Tyler Gallo, Steven C. Curry, Robert A. Raschke

Research output: Contribution to journalArticlepeer-review

4 Scopus citations

Abstract

The heparin-induced thrombocytopenia computerised risk (HIT-CR) score is designed to aid in the diagnosis of HIT. We sought to evaluate its potential clinical utility. In this retrospective cohort study, we collected HIT-CR scores on all inpatients receiving heparin over a 4-month period and performed chart reviews on the subset who independently underwent clinical diagnostic testing for HIT to identify patients with HIT. In all, 34 342 patients received heparin, 1744 had high-risk HIT-CR scores of ≥3 and 220 had the maximal risk score of 4. Only 6% of high-risk and 10% of maximal-risk patients underwent testing for HIT. Conversely, among all 317 patients who underwent independent testing for HIT, 67% had low-risk HIT-CR scores (<3).

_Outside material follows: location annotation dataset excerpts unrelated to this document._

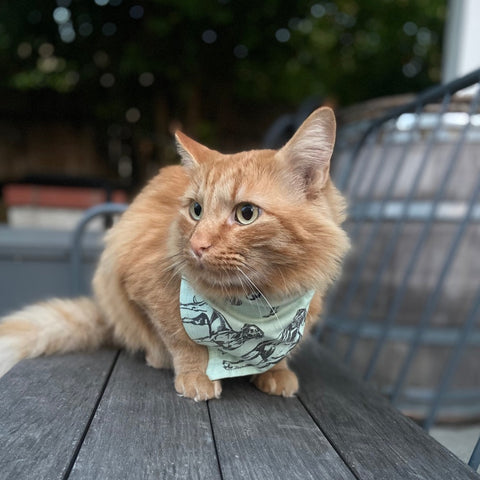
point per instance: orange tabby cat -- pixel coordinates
(261, 225)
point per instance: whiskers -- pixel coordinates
(173, 266)
(249, 286)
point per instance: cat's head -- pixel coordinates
(262, 219)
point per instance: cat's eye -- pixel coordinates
(246, 213)
(195, 211)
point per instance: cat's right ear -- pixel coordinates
(190, 151)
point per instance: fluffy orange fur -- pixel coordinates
(296, 244)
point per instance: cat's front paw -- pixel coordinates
(197, 386)
(277, 382)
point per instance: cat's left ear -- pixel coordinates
(190, 151)
(308, 152)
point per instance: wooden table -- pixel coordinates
(105, 415)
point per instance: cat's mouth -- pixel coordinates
(222, 278)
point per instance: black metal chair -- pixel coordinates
(408, 306)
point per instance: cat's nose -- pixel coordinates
(199, 246)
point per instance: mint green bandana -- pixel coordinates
(245, 335)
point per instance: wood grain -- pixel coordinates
(264, 437)
(45, 407)
(143, 430)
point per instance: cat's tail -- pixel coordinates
(54, 326)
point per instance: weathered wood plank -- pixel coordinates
(143, 430)
(263, 437)
(45, 406)
(374, 438)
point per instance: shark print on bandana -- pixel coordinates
(244, 335)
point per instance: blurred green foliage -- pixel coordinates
(195, 59)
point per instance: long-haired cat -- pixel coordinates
(211, 270)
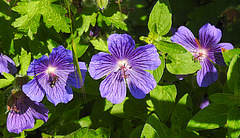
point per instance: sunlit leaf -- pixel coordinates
(169, 47)
(53, 16)
(154, 128)
(233, 122)
(223, 98)
(117, 20)
(90, 133)
(157, 73)
(182, 113)
(211, 117)
(160, 19)
(163, 98)
(182, 64)
(233, 75)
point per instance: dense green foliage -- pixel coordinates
(32, 28)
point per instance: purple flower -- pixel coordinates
(53, 76)
(22, 112)
(204, 50)
(7, 65)
(204, 103)
(125, 65)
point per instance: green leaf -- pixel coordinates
(211, 117)
(223, 98)
(233, 75)
(130, 108)
(169, 47)
(117, 19)
(90, 133)
(85, 121)
(233, 122)
(163, 98)
(229, 54)
(51, 44)
(87, 20)
(5, 82)
(136, 133)
(157, 73)
(38, 124)
(182, 64)
(25, 59)
(160, 19)
(182, 113)
(154, 128)
(100, 45)
(53, 15)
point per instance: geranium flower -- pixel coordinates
(204, 50)
(54, 76)
(22, 112)
(124, 65)
(7, 65)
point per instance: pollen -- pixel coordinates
(51, 70)
(124, 67)
(200, 54)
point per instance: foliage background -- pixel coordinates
(30, 29)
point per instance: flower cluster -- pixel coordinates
(123, 66)
(53, 76)
(22, 112)
(205, 49)
(7, 65)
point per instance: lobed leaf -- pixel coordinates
(157, 73)
(223, 98)
(233, 75)
(100, 45)
(154, 128)
(53, 15)
(163, 98)
(160, 19)
(182, 64)
(211, 117)
(233, 122)
(117, 19)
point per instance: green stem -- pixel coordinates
(74, 50)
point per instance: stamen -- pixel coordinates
(124, 67)
(198, 43)
(223, 49)
(52, 77)
(200, 55)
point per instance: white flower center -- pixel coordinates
(200, 54)
(50, 70)
(124, 67)
(52, 77)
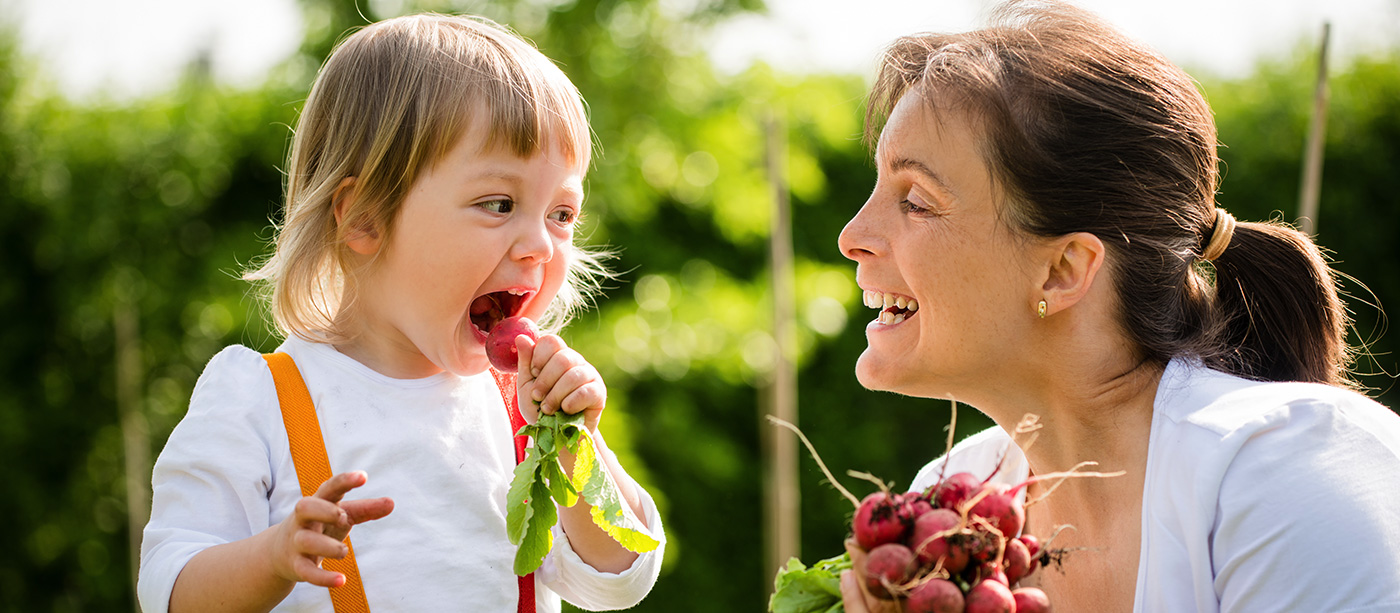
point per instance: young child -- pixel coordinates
(433, 189)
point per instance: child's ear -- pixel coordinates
(363, 240)
(1074, 263)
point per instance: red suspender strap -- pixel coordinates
(308, 455)
(506, 382)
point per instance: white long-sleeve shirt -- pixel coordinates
(1259, 497)
(441, 447)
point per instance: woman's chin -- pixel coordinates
(872, 374)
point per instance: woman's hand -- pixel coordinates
(553, 377)
(854, 595)
(317, 529)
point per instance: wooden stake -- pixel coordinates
(1311, 189)
(136, 440)
(783, 522)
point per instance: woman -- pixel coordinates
(1045, 214)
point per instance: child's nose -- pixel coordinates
(534, 244)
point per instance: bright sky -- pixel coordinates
(87, 48)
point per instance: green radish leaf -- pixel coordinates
(539, 482)
(598, 490)
(801, 589)
(517, 498)
(538, 536)
(560, 486)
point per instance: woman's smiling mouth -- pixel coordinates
(895, 308)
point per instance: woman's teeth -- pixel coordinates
(893, 308)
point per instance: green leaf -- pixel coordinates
(801, 589)
(560, 486)
(599, 491)
(517, 498)
(538, 536)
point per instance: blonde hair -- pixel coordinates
(388, 104)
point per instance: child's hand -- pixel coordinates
(553, 377)
(318, 526)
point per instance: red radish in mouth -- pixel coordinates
(500, 343)
(886, 566)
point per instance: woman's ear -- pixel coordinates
(361, 240)
(1074, 263)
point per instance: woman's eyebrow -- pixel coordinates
(910, 164)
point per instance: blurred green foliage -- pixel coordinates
(156, 206)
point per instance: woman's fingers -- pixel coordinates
(851, 596)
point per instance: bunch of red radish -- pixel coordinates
(951, 549)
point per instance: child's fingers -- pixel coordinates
(340, 484)
(367, 510)
(566, 384)
(312, 511)
(311, 573)
(592, 393)
(546, 350)
(549, 372)
(317, 545)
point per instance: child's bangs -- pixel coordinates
(528, 102)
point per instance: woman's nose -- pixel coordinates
(857, 241)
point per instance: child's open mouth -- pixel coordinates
(490, 308)
(893, 308)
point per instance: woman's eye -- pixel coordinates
(500, 206)
(916, 206)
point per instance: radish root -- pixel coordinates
(1060, 477)
(818, 458)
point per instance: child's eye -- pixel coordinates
(500, 206)
(564, 216)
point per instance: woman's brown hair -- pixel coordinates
(1089, 132)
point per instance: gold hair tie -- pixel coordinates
(1220, 237)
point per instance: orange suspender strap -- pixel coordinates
(308, 455)
(506, 382)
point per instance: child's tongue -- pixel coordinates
(485, 312)
(482, 304)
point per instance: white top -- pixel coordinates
(1259, 497)
(441, 447)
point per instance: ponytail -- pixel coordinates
(1278, 309)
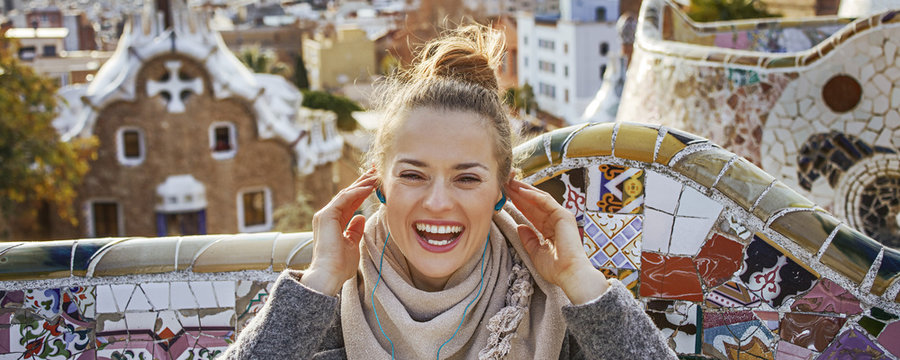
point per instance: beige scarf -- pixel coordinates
(511, 318)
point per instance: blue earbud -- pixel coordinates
(380, 196)
(500, 203)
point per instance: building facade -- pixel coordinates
(564, 57)
(191, 142)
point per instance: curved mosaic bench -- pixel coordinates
(815, 102)
(728, 261)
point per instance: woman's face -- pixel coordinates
(441, 186)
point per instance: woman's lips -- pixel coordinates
(438, 237)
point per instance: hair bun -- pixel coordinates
(469, 53)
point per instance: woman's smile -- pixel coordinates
(438, 236)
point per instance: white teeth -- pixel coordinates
(438, 229)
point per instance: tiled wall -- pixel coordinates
(728, 262)
(813, 102)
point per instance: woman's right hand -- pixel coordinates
(336, 235)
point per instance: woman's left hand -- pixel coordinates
(560, 259)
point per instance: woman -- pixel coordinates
(446, 268)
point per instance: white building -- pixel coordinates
(563, 57)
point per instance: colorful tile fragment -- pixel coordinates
(813, 332)
(719, 259)
(828, 296)
(852, 344)
(613, 240)
(615, 189)
(773, 276)
(669, 277)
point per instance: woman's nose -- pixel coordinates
(438, 199)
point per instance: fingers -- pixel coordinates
(529, 239)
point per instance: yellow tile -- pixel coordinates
(286, 246)
(37, 260)
(636, 142)
(133, 257)
(594, 140)
(787, 253)
(673, 142)
(851, 253)
(237, 252)
(533, 156)
(703, 166)
(809, 229)
(744, 182)
(779, 197)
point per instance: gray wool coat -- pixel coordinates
(299, 323)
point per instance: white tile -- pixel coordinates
(223, 318)
(203, 292)
(138, 301)
(106, 301)
(657, 230)
(141, 320)
(689, 234)
(122, 293)
(157, 294)
(695, 204)
(181, 297)
(661, 192)
(224, 291)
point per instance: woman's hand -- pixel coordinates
(336, 233)
(560, 259)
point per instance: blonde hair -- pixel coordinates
(454, 72)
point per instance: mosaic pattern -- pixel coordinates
(732, 274)
(814, 102)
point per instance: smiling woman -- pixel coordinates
(447, 269)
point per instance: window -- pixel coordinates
(547, 90)
(546, 44)
(254, 210)
(222, 140)
(604, 48)
(547, 66)
(49, 50)
(600, 13)
(130, 146)
(104, 219)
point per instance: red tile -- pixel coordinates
(669, 277)
(813, 332)
(719, 259)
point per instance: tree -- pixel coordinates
(720, 10)
(521, 98)
(263, 62)
(300, 78)
(342, 106)
(36, 167)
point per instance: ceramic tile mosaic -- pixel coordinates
(678, 322)
(615, 189)
(772, 275)
(613, 240)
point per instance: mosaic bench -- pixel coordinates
(728, 261)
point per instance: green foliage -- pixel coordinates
(342, 106)
(294, 217)
(35, 165)
(262, 62)
(521, 98)
(300, 78)
(722, 10)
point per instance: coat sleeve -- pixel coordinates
(291, 325)
(614, 326)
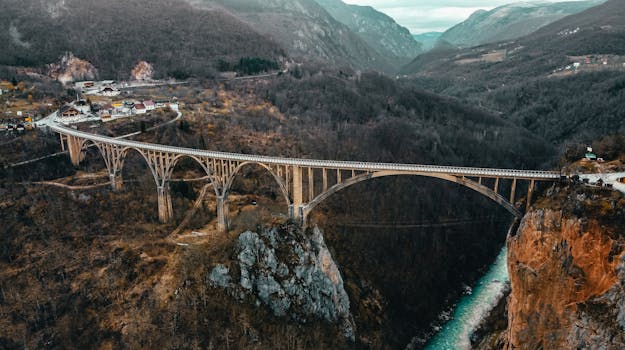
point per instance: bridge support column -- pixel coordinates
(74, 146)
(117, 183)
(222, 214)
(298, 195)
(530, 192)
(165, 209)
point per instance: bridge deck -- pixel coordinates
(317, 163)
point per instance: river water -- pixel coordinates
(473, 308)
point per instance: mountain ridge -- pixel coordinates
(377, 29)
(511, 21)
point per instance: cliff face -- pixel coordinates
(289, 272)
(567, 273)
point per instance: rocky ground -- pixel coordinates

Among patients independently tested, the positive predictive value (PPV) was 6·6% [95% confidence interval (CI) 4·9–8·8%] and the negative predictive value (NPV) was 99·5% (95% CI 97·1–99·9%) at a HIT-CR score cut-off of 3, and the PPV was 22·7% (95% CI 12·7–37·4%) and NPV was 99·0% (95% CI 97·6–99·6%) at a cut-off of 4. This study suggests clinicians fail to test most high-risk patients and unnecessarily test many low-risk patients for HIT. A reasonable approach to clinical application of HIT-CR scores would be recommending no testing for patients with a score of <3 and recommend testing for patients with a score of 4.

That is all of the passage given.